Kamis, 28 Mei 2015

CATATAN KEBANGSAAN: Tak Kemana-Mana


“Kau tak kenal bangsamu sendiri…” -Pramoedya Ananta Toer (Anak Semua Bangsa)
Saya selalu berpendapat: tidak boleh kita membenci sesuatu yang tidak kita pahami.
Saya terus bingung dengan orang-orang yang terang-terangan kepada saya mengaku pesimis terhadap Indonesia, mengaku skeptis, mengaku kehilangan harapan, bahkan membenci Indonesia.
Namun, setelah waktu cukup lama saya mengenalnya, ada beberapa hal yang saya pahami.
Saya mensyukuri kebangsaan ini karena saya mencintainya. Saya mulai paham bahwa cinta bukan mengenai apa yang terbaik dari yang ada dan tersedia, tapi apa yang kita rasa paling sesuai untuk diri kita, yang tetap membawa senyum di hati kita dalam keadaan apapun, kapanpun. Merah putih ini banyak kehebatannya, banyak juga bobroknya. Tapi itu hanya keadaan biasa saja yang tidak membuat kita lantas ingin berganti warna.
Saya yakin, saya tak sendirian. Walaupun mereka tidak (pernah) merumuskan dengan fasih apa arti “Indonesia” bagi mereka, tapi mereka menunjukkannya.
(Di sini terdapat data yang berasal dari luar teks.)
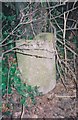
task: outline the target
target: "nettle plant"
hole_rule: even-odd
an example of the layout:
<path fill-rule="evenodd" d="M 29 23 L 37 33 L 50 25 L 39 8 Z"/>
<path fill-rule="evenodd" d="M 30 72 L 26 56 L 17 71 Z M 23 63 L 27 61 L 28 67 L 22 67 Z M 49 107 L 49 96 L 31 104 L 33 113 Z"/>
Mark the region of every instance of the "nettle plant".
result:
<path fill-rule="evenodd" d="M 7 11 L 7 12 L 6 12 Z M 14 3 L 2 4 L 2 39 L 0 40 L 2 45 L 2 98 L 6 101 L 6 104 L 12 104 L 12 95 L 15 91 L 20 96 L 20 103 L 27 106 L 27 98 L 32 100 L 35 104 L 35 96 L 40 95 L 37 86 L 33 87 L 22 82 L 22 75 L 18 68 L 16 53 L 13 51 L 15 48 L 15 40 L 18 36 L 13 33 L 12 30 L 18 25 L 17 16 L 15 15 Z M 22 36 L 17 29 L 18 34 Z M 21 37 L 20 37 L 21 38 Z M 3 113 L 7 110 L 3 110 Z"/>

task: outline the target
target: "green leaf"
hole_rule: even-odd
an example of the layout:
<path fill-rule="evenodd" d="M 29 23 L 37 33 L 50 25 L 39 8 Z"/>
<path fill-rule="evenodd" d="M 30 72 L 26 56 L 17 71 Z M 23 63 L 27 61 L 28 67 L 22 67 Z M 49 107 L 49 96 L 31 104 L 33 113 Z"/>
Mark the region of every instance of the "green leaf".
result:
<path fill-rule="evenodd" d="M 31 92 L 31 86 L 30 85 L 27 87 L 27 91 Z"/>
<path fill-rule="evenodd" d="M 26 101 L 26 98 L 23 97 L 23 98 L 21 99 L 20 103 L 21 103 L 21 104 L 25 104 L 25 101 Z"/>
<path fill-rule="evenodd" d="M 33 40 L 33 36 L 30 36 L 30 37 L 29 37 L 29 40 Z"/>
<path fill-rule="evenodd" d="M 6 84 L 5 83 L 2 83 L 2 89 L 6 89 Z"/>
<path fill-rule="evenodd" d="M 11 112 L 10 112 L 10 111 L 6 111 L 6 112 L 3 113 L 3 114 L 9 116 L 9 115 L 11 115 Z"/>
<path fill-rule="evenodd" d="M 10 68 L 10 75 L 14 75 L 15 71 L 16 71 L 16 66 L 13 65 L 13 66 Z"/>
<path fill-rule="evenodd" d="M 6 89 L 2 89 L 2 96 L 4 96 L 6 94 Z"/>
<path fill-rule="evenodd" d="M 2 85 L 0 85 L 0 90 L 2 90 Z"/>
<path fill-rule="evenodd" d="M 12 93 L 12 89 L 11 87 L 8 88 L 8 94 L 11 94 Z"/>
<path fill-rule="evenodd" d="M 7 77 L 6 75 L 2 75 L 2 83 L 6 83 L 7 82 Z"/>

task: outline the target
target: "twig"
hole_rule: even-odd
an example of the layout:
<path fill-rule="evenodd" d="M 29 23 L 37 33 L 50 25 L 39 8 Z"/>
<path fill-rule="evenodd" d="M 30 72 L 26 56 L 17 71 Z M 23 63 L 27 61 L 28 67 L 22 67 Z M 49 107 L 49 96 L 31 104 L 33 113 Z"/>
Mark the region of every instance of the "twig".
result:
<path fill-rule="evenodd" d="M 47 1 L 48 1 L 48 0 L 47 0 Z M 49 2 L 48 2 L 48 6 L 50 7 Z M 54 21 L 55 21 L 56 25 L 58 26 L 58 28 L 59 28 L 59 29 L 62 31 L 62 33 L 63 33 L 62 28 L 59 26 L 59 24 L 57 23 L 56 19 L 55 19 L 55 18 L 54 18 L 54 16 L 51 14 L 50 9 L 49 9 L 49 12 L 50 12 L 50 20 L 51 20 L 51 16 L 52 16 L 52 18 L 54 19 Z"/>
<path fill-rule="evenodd" d="M 30 19 L 30 21 L 33 20 L 33 11 L 31 11 L 30 16 L 29 16 L 29 19 Z M 33 31 L 33 35 L 35 36 L 35 32 L 34 32 L 34 28 L 33 28 L 33 24 L 30 23 L 30 25 L 31 25 L 31 29 L 32 29 L 32 31 Z"/>
<path fill-rule="evenodd" d="M 68 16 L 69 13 L 67 13 L 67 16 Z M 67 22 L 67 17 L 66 17 L 66 14 L 64 13 L 64 31 L 63 31 L 63 41 L 64 41 L 64 57 L 65 57 L 65 62 L 67 64 L 67 51 L 66 51 L 66 47 L 65 47 L 65 44 L 66 44 L 66 41 L 65 41 L 65 35 L 66 35 L 66 22 Z M 65 73 L 67 73 L 67 70 L 65 68 Z M 65 75 L 65 80 L 66 80 L 66 75 Z"/>
<path fill-rule="evenodd" d="M 57 41 L 58 41 L 59 43 L 61 43 L 62 45 L 64 45 L 64 43 L 63 43 L 61 40 L 57 39 Z M 71 49 L 71 48 L 68 47 L 67 45 L 65 45 L 65 47 L 66 47 L 69 51 L 71 51 L 73 54 L 75 54 L 75 55 L 77 56 L 77 53 L 76 53 L 73 49 Z"/>
<path fill-rule="evenodd" d="M 53 59 L 53 58 L 48 58 L 48 57 L 45 57 L 45 56 L 40 56 L 40 55 L 35 55 L 35 54 L 28 54 L 28 53 L 24 53 L 24 52 L 19 52 L 19 51 L 16 51 L 17 53 L 19 54 L 23 54 L 23 55 L 27 55 L 27 56 L 31 56 L 31 57 L 36 57 L 36 58 L 45 58 L 45 59 Z"/>
<path fill-rule="evenodd" d="M 20 115 L 21 120 L 22 120 L 22 118 L 24 116 L 24 113 L 25 113 L 25 106 L 22 105 L 22 111 L 21 111 L 21 115 Z"/>
<path fill-rule="evenodd" d="M 62 3 L 62 4 L 60 4 L 60 5 L 58 4 L 58 5 L 55 5 L 55 6 L 52 6 L 52 7 L 49 6 L 49 7 L 46 7 L 46 9 L 50 9 L 50 8 L 51 8 L 51 9 L 55 9 L 55 8 L 60 7 L 60 6 L 63 6 L 63 5 L 64 5 L 64 4 Z"/>
<path fill-rule="evenodd" d="M 64 17 L 60 17 L 61 19 L 64 19 Z M 68 21 L 72 21 L 72 22 L 77 22 L 76 20 L 72 19 L 72 18 L 67 18 Z"/>
<path fill-rule="evenodd" d="M 38 20 L 41 20 L 41 18 L 38 18 L 38 19 L 33 19 L 31 21 L 28 21 L 28 22 L 21 22 L 19 23 L 13 30 L 12 32 L 10 32 L 10 34 L 0 43 L 1 45 L 10 37 L 10 35 L 12 35 L 14 33 L 14 31 L 20 26 L 20 25 L 27 25 L 27 24 L 30 24 L 32 22 L 37 22 Z"/>
<path fill-rule="evenodd" d="M 28 4 L 26 7 L 20 10 L 20 12 L 23 12 L 24 10 L 27 10 L 30 4 Z"/>
<path fill-rule="evenodd" d="M 64 71 L 64 70 L 63 70 L 63 67 L 62 67 L 62 64 L 61 64 L 61 60 L 60 60 L 60 58 L 59 58 L 59 56 L 58 56 L 57 51 L 56 51 L 56 56 L 57 56 L 57 61 L 58 61 L 58 63 L 60 64 L 62 71 Z M 58 72 L 59 72 L 59 75 L 60 75 L 61 81 L 62 81 L 62 83 L 63 83 L 65 89 L 67 90 L 66 85 L 65 85 L 65 83 L 64 83 L 64 78 L 62 77 L 62 74 L 61 74 L 61 72 L 60 72 L 60 69 L 59 69 L 58 63 L 56 64 L 56 65 L 57 65 L 57 69 L 58 69 Z"/>
<path fill-rule="evenodd" d="M 19 51 L 23 51 L 23 50 L 42 50 L 42 51 L 47 51 L 47 52 L 50 52 L 50 53 L 55 52 L 55 50 L 49 51 L 47 49 L 37 49 L 37 48 L 34 48 L 34 49 L 31 49 L 31 48 L 18 48 L 17 50 L 19 50 Z"/>
<path fill-rule="evenodd" d="M 56 55 L 57 55 L 57 60 L 58 60 L 58 62 L 59 62 L 59 64 L 60 64 L 60 66 L 61 66 L 61 69 L 63 70 L 62 64 L 64 64 L 65 68 L 67 68 L 67 69 L 71 72 L 71 75 L 74 77 L 74 83 L 75 83 L 75 85 L 76 85 L 77 82 L 76 82 L 76 75 L 75 75 L 75 73 L 70 69 L 69 65 L 67 65 L 66 62 L 64 62 L 63 60 L 61 60 L 61 59 L 59 58 L 58 53 L 57 53 Z"/>
<path fill-rule="evenodd" d="M 75 0 L 75 1 L 74 1 L 74 3 L 73 3 L 73 8 L 74 8 L 74 6 L 75 6 L 76 2 L 78 2 L 78 0 Z"/>
<path fill-rule="evenodd" d="M 67 68 L 68 70 L 71 72 L 72 76 L 74 77 L 74 82 L 76 83 L 76 75 L 75 73 L 70 69 L 70 67 L 64 62 L 64 61 L 61 61 Z"/>
<path fill-rule="evenodd" d="M 67 90 L 67 87 L 66 87 L 66 85 L 65 85 L 65 83 L 64 83 L 64 78 L 62 77 L 61 72 L 60 72 L 60 70 L 59 70 L 58 63 L 57 63 L 56 65 L 57 65 L 57 70 L 58 70 L 58 73 L 59 73 L 60 78 L 61 78 L 61 82 L 63 83 L 63 85 L 64 85 L 65 89 Z"/>
<path fill-rule="evenodd" d="M 73 10 L 75 10 L 75 9 L 78 9 L 78 7 L 72 8 L 72 9 L 70 9 L 70 10 L 68 10 L 68 11 L 66 11 L 66 12 L 64 12 L 64 13 L 62 13 L 62 14 L 60 14 L 60 15 L 57 15 L 56 17 L 51 18 L 51 20 L 56 19 L 56 18 L 59 18 L 60 16 L 66 14 L 66 13 L 68 13 L 68 12 L 71 12 L 71 11 L 73 11 Z"/>
<path fill-rule="evenodd" d="M 65 95 L 55 95 L 55 97 L 58 97 L 58 98 L 76 98 L 76 96 L 65 96 Z"/>
<path fill-rule="evenodd" d="M 74 55 L 74 72 L 76 72 L 76 56 Z"/>
<path fill-rule="evenodd" d="M 75 73 L 70 69 L 69 65 L 67 65 L 66 62 L 64 62 L 64 60 L 61 60 L 61 59 L 60 59 L 60 57 L 59 57 L 59 55 L 58 55 L 57 52 L 56 52 L 56 55 L 57 55 L 57 59 L 58 59 L 58 61 L 59 61 L 59 63 L 60 63 L 61 68 L 62 68 L 62 64 L 64 64 L 65 67 L 72 73 L 74 79 L 76 80 Z"/>
<path fill-rule="evenodd" d="M 24 44 L 25 44 L 25 42 L 22 43 L 21 45 L 24 45 Z M 21 45 L 20 45 L 20 46 L 21 46 Z M 9 53 L 9 52 L 11 52 L 11 51 L 13 51 L 14 49 L 17 49 L 17 48 L 19 48 L 19 46 L 13 47 L 12 49 L 5 51 L 4 53 L 2 53 L 1 58 L 3 58 L 4 54 Z"/>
Saya melihat Jihan dan Dimas yang berangkat ke Kalimantan untuk membantu pendidikan anak-anak Indonesia di sana. Saya melihat Andi yang berkaca-kaca matanya menyanyikan lagu Padamu Negeri. Dan saya masih melihat puluhan anak Indonesia yang masih memberi hormat kepada sang Merah Putih saat di kibarkan. Saya melihat di televisi, ada protes Aceh 1999. Ada juga protes Aceh 1932. Mereka menentang keputusan pemerintah Hindia-Belanda untuk menggunakan bahasa Aceh di sekolah bumiputera. Rakyat yang serta dalam pertemuan besar itu justru menghendaki bahasa Indonesia. Bukan karena di Kutaraja orang Aceh ingin mencampakkan bahasa Aceh. Tetapi karena empat tahun sebelumnya, mereka telah bersumpah untuk memaklumkan bahwa mereka ingin punya satu bangsa, satu bahasa, dan satu tanah air.
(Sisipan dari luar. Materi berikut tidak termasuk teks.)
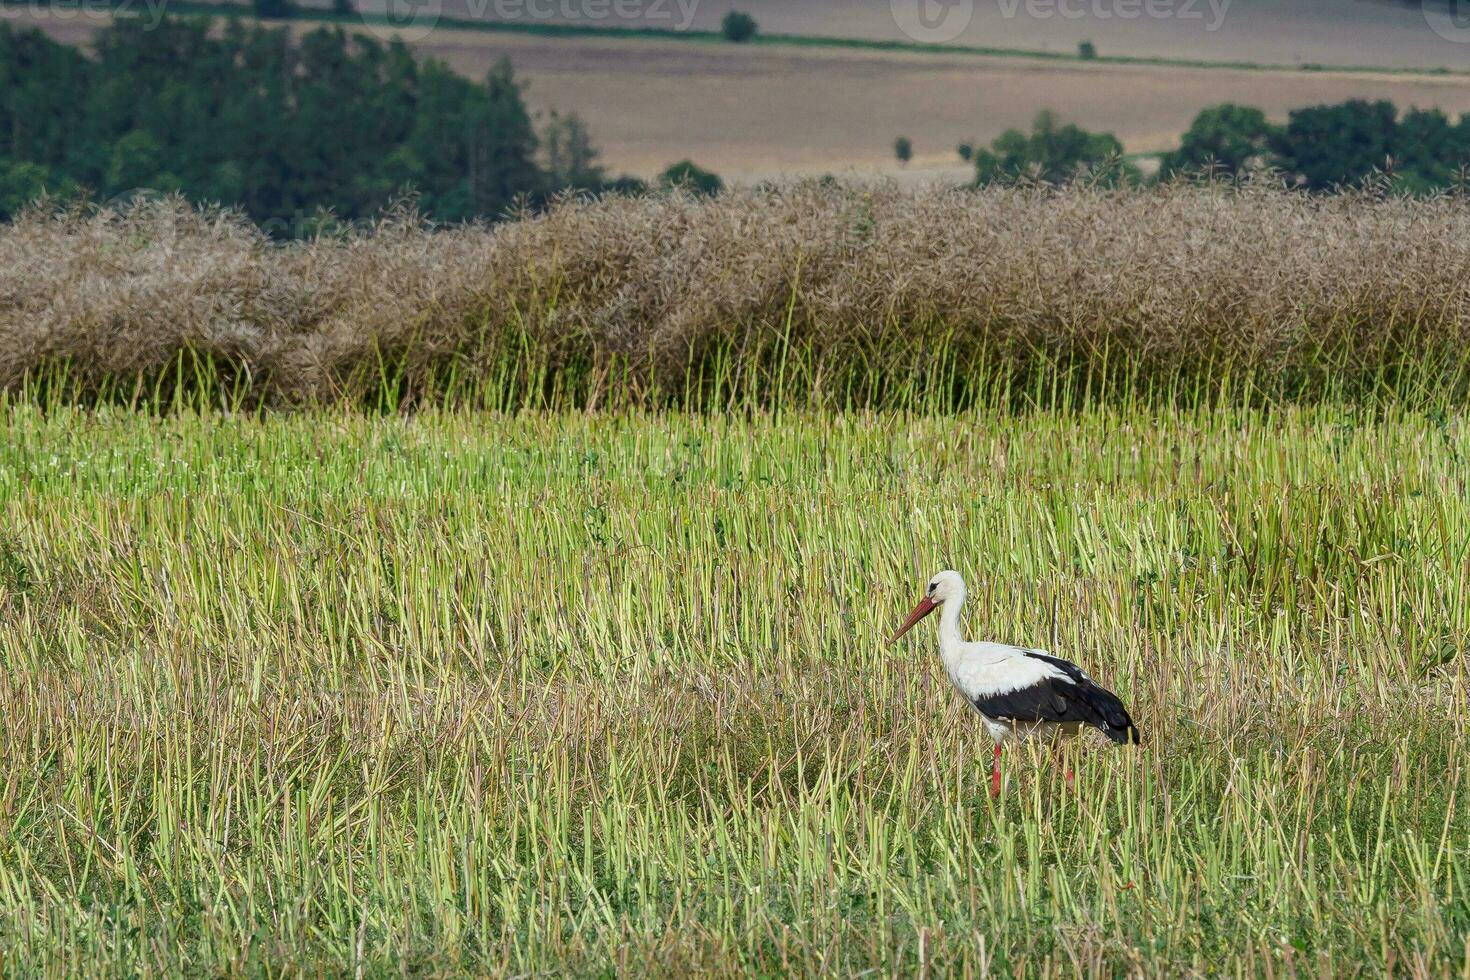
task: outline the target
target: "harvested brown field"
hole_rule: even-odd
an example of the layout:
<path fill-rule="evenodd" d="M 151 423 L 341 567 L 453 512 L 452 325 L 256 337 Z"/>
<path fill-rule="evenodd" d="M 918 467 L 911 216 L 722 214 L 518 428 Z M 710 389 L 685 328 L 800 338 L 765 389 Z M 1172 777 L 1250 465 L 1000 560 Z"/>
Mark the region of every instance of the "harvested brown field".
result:
<path fill-rule="evenodd" d="M 1470 112 L 1470 76 L 1086 64 L 840 48 L 526 37 L 436 31 L 420 50 L 471 75 L 507 56 L 539 109 L 587 119 L 615 169 L 647 175 L 693 157 L 736 179 L 855 169 L 897 179 L 893 139 L 915 163 L 1029 127 L 1053 109 L 1117 134 L 1131 153 L 1173 149 L 1221 102 L 1289 110 L 1350 98 Z"/>
<path fill-rule="evenodd" d="M 304 0 L 328 6 L 329 0 Z M 381 2 L 381 0 L 379 0 Z M 430 0 L 432 2 L 432 0 Z M 439 0 L 447 16 L 579 26 L 719 30 L 731 10 L 755 17 L 767 34 L 915 40 L 923 0 L 625 0 L 635 16 L 595 16 L 597 0 Z M 1464 32 L 1437 34 L 1424 8 L 1436 0 L 945 0 L 929 8 L 918 40 L 949 46 L 1073 54 L 1092 41 L 1105 56 L 1265 65 L 1466 68 Z M 899 11 L 896 15 L 895 10 Z M 1156 16 L 1149 16 L 1148 10 Z M 533 15 L 545 12 L 542 18 Z M 953 18 L 953 19 L 951 19 Z M 957 31 L 958 33 L 954 33 Z M 953 36 L 949 36 L 953 34 Z M 1456 40 L 1459 38 L 1459 40 Z"/>
<path fill-rule="evenodd" d="M 106 19 L 36 23 L 85 43 Z M 316 25 L 298 24 L 297 30 Z M 1042 109 L 1116 133 L 1129 152 L 1167 150 L 1199 110 L 1387 98 L 1470 112 L 1470 75 L 1266 71 L 647 38 L 552 38 L 436 29 L 415 43 L 467 75 L 508 57 L 536 110 L 585 118 L 615 172 L 652 175 L 693 158 L 727 178 L 880 174 L 958 183 L 955 147 L 1029 125 Z M 899 167 L 893 139 L 913 141 Z"/>
<path fill-rule="evenodd" d="M 0 386 L 69 399 L 1448 398 L 1467 348 L 1450 197 L 804 183 L 290 245 L 178 201 L 0 229 Z"/>

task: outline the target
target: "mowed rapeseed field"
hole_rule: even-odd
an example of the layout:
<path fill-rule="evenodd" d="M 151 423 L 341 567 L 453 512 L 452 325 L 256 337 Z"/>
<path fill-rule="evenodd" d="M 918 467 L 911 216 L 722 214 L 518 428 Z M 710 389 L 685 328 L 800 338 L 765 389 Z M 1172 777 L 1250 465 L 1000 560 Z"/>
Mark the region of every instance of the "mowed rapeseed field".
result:
<path fill-rule="evenodd" d="M 7 975 L 1470 974 L 1451 408 L 0 405 Z M 1138 747 L 990 743 L 928 624 Z"/>

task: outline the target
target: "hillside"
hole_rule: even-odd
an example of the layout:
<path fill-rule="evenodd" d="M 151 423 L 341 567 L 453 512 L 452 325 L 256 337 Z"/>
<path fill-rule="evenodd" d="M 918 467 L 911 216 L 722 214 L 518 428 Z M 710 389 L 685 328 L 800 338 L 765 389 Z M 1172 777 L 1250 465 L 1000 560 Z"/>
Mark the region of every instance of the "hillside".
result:
<path fill-rule="evenodd" d="M 13 9 L 4 16 L 73 43 L 85 43 L 106 22 L 102 15 L 60 21 Z M 1470 75 L 1083 63 L 444 28 L 414 43 L 421 53 L 476 77 L 509 57 L 533 108 L 580 114 L 609 168 L 642 176 L 693 158 L 744 181 L 827 172 L 958 181 L 966 174 L 955 156 L 958 143 L 987 142 L 1027 125 L 1041 109 L 1115 132 L 1135 153 L 1172 147 L 1200 109 L 1227 101 L 1258 105 L 1276 118 L 1297 106 L 1348 98 L 1435 106 L 1452 116 L 1470 112 Z M 907 168 L 892 157 L 898 135 L 914 144 L 914 164 Z"/>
Jika kita bisa belajar, mungkin sejak ini sebaiknya kita selalu bertanya: tentang Indonesia, apa sebenarnya yang hendak kita dan mereka dahulu pertahankan? Bukankah banyak sekali kepahitan dalam Indonesia? Tapi mengapa mereka, para pendahulu kita di awal abad ke-20 dengan perjuangan yang lebih berat daripada kita sekarang, dengan darah, raga dan doa terus memperjuangkan Indonesia?
Sadar atau tidak. Hati mereka, telah begitu dekat dengan tanah air. Tanah ini adalah ingatan dan harapan yang menyangkut tubuh: harum padi yang terkenang, rasa rempah yang membekas, deras arus yang tak bisa dilupakan, suara ayah yang memuji, lagu ibu yang sejuk, batuk kakek, dan cerita-cerita kanak yang mengendap dalam kesadaran. Juga harapan: rumah kelak yang akan dibangun, anak-anak yang akan dilahirkan dan dibesarkan, karier yang tercapai. Juga harapan akan melakukan sesuatu yang berarti bagi bangsa ini.
Mencintai sebuah tanah air  adalah merasakan, mungkin menyadari, bahwa taka da negeri lain, taka da bangsa lain, selain dari yang satu itu, yang bisa sebegitu rupa menggerakkan hati untuk hidup, bekerja, dan terutama untuk mati. Ini yang seharusnya terjadi atau mungkin telah terjadi hanya saja tidak kita sadari, pada perasaan kita atas merah putih, atas Indonesia. Saat kita tidak memiliki perasaan cinta tersebut, banyak alasan kita untuk mendepak Indonesia dari hati dan pikiran kita. Tapi saat cinta itu ada, akan membuat kita tetap melihat keburukan yang terjadi, perasaan kecewa dan marah akan hal itu, hanya saja itu semua dirangkum oleh perasaan ingin memperbaiki keburukan tersebut menjadi hal yang lebih baik lagi dengan karya yang dapat kita buat. Tidak menyerah karena keadaan dan rasa percaya yang tetap menyelimuti diri kita untuk tetap bertahan dengan senang hati.